- Bosking et al 1997
The visual system is organized into a hierarchy of different interconnected areas of the brain. As signals propagate across the hierarchy of the visual system, the information represented in the signal becomes more complex. For example, the output cells of the primate retina, retinal ganglion cells, primarily transmit luminance contrast and chromatic contrast to the cortex. However, the response properties of neurons in V1 (the first visual cortical area) build upon this to represent the orientation of contrast edges.
The following code will visualize some responses from V1 cortical neurons from a data set made publicly available by the Bethge Lab. The neurons were recorded during a experiments where drifting sinusoid gratings were presented at different orientation angles. The following code will visualize the responses to all grating orientations for a subset of the neurons.

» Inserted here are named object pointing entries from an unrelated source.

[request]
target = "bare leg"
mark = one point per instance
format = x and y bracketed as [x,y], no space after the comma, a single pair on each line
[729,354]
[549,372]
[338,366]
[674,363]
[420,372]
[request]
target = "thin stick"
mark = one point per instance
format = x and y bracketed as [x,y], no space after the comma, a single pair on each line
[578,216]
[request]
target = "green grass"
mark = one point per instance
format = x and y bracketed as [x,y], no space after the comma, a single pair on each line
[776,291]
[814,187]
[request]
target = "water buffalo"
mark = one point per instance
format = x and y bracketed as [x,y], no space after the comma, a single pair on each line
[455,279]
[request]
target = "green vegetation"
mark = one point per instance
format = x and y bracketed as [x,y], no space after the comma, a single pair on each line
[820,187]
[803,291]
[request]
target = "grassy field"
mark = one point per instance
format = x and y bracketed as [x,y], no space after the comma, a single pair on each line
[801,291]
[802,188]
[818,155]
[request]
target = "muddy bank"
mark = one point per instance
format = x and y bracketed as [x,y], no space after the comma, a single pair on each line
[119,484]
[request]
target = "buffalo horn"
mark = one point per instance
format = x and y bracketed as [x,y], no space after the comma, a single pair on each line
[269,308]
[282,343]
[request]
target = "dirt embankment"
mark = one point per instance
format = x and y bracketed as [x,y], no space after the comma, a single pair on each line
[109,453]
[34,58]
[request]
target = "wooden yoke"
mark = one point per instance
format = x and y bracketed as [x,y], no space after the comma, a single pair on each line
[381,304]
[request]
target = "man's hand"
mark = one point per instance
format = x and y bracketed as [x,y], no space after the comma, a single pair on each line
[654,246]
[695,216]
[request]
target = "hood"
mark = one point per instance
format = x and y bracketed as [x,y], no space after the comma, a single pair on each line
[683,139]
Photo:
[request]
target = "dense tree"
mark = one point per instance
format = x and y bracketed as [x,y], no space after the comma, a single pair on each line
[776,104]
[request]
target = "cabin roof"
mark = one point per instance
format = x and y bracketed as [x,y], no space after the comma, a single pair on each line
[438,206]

To facilitate comparison between conditions, the response for each orientation will be smoothed using loess (locally weighted regression) smoothing. The image below shows a few examples of sinusoidal contrast gratings of different orientations similar to the stimuli used in this experiment.
Let’s begin by getting a feel for the data set. The data set holds recordings from electrode arrays in V1 and has different experimental sessions organized in different structures:
sSlength <- length( sortedSpikes$data )
sSlength## [1] 27
This set contains neural data from 27 separate experimental recordings. Each recording holds the binned spike data for a number of isolated neurons, or single units. For example, we can see the number of single units recorded for the first experiment session:
r1dim <- dim( sortedSpikes$data[[1]][[1]][[6]] )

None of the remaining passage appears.